MI will continue collaboration with OH on developing and refining RT- PCR based detection and genetic characterization of bovine respiratory coronavirus and bovine torovirus infections. IA, KS, NE, SD, and WS will provide bovine fecal and respiratory tract samples to the two stations for validation of their tests.

KS, MI, NE, and SD will provide suspected PRCV specimens and paired sera to OH for further improvement of diagnostic assays (i.e., immunohistochemistry, RT-PCR, and blocking ELISA) to differentiate between TGEV and PRCV infected swine, and to survey the prevalence of these infections in swine. OH will provide monoclonal antibodies against TGEV to diagnostic laboratories at NC-1007 stations to detect TGEV or PRCV by immunohistochemistry in formalin-fixed intestine or lung tissues. IA, MI, and OH will apply RT-PCR techniques to detect TGEV or PRCV shedding from naturally or experimentally inoculated pigs.

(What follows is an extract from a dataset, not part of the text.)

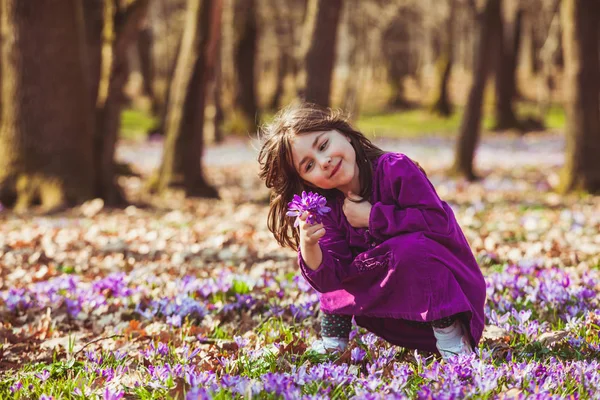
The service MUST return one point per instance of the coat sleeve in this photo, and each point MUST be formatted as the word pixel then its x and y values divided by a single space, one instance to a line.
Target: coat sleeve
pixel 337 258
pixel 411 203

OH will provide monoclonal antibodies to bovine coronavirus (BCV) or bovine torovirus (BoTV) or RT-PCR primer information to cooperating NC-1007 researchers to diagnose BCV and BoTV enteric and respiratory infections of cattle. Similarly, RT-PCR primer information will be shared with NC-1007 members to routinely diagnose bovine and porcine enteric calicivirus infections in cattle and swine respectively, and survey their prevalence in diarrhea cases and age-matched normal controls.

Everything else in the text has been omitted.